1. This is a "murder bag" – a forensics kit used by detectives attending crime scenes.
2. And these are the ropes that hanged London’s most notorious criminals.
3. But it's not as grisly as you think it's going to be. Sure, there are death masks, such as this one of Daniel Good.
4. And this one of Robert Marley, who bludgeoned the owner of a jewellery shop to death and was hanged for his crime in 1856.
5. And yes, these may be the rubber gloves of John Haigh, who dissolved his victims in acid baths in the 1940s.
6. But it's not all gruesome. This is a poster issued by the Metropolitan police in 1888, an appeal for information about Jack the Ripper.
7. This button and badge belonged to a man who might not have committed the crime he was jailed for in 1918 after all.
He was released after his 15-year sentence for the rape and murder of Nellie Trew, but always proclaimed his innocence despite his button and badge having been found at the crime scene.

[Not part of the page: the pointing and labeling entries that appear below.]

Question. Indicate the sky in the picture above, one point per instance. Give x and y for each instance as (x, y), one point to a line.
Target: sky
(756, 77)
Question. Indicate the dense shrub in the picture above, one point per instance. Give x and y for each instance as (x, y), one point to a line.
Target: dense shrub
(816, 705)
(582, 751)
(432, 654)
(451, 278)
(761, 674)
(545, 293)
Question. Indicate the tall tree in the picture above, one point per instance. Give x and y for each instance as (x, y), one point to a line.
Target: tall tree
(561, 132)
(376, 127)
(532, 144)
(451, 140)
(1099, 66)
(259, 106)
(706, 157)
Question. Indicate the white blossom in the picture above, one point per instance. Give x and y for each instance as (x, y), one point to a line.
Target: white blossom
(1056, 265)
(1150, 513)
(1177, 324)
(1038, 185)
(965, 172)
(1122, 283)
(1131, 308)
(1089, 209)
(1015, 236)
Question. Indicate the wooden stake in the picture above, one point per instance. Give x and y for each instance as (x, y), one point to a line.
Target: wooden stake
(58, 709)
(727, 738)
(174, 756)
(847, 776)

8. Ronnie and Reggie Kray never used this syringe and poison to kill a witness at the Old Bailey in 1968.
9. These old cans were only used to smuggle drugs.

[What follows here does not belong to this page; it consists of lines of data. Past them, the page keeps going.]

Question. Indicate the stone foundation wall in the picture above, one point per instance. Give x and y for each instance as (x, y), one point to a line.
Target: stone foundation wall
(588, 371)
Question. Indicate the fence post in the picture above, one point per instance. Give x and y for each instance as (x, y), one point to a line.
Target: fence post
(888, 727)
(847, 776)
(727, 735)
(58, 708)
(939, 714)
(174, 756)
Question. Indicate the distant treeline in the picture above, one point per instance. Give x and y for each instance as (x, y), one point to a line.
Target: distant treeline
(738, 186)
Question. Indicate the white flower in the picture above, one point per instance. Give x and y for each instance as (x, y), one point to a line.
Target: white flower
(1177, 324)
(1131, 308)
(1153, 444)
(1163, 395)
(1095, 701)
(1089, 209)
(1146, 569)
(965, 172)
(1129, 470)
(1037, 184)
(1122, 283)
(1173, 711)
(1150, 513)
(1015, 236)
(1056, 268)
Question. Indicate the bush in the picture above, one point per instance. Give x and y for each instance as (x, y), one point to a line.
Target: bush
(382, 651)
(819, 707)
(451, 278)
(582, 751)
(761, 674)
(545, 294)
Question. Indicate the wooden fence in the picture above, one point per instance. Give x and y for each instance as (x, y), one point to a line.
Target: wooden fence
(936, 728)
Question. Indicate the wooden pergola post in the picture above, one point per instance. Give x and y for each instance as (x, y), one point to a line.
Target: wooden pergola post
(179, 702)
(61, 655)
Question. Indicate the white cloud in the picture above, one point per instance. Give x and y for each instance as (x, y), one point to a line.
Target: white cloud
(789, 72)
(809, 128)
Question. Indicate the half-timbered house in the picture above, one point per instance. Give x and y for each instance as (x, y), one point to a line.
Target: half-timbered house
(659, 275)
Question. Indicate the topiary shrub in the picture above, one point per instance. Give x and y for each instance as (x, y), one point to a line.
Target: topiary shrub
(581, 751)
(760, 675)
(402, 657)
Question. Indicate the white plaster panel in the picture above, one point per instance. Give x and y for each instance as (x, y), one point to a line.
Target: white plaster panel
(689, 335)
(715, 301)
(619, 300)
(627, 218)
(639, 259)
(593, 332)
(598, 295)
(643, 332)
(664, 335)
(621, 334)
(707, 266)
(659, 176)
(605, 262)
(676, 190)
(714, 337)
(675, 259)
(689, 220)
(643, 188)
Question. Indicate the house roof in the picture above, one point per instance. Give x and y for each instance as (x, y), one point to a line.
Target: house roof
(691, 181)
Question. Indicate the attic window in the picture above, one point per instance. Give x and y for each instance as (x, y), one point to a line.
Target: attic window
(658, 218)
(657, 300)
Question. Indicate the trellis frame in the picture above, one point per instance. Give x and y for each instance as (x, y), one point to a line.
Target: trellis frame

10. And this is shrapnel from a Fenian bomb that never exploded in Paddington Station, 1884.
11. The collection focuses on the weird humanness we forget about when we're reading about crimes.
Alongside cat burglar Charles Peace's fold-up ladder for breaking and entering, there's his violin. He was both a talented musician and a criminal, and was executed for killing a police officer in a burglary gone wrong in 1878.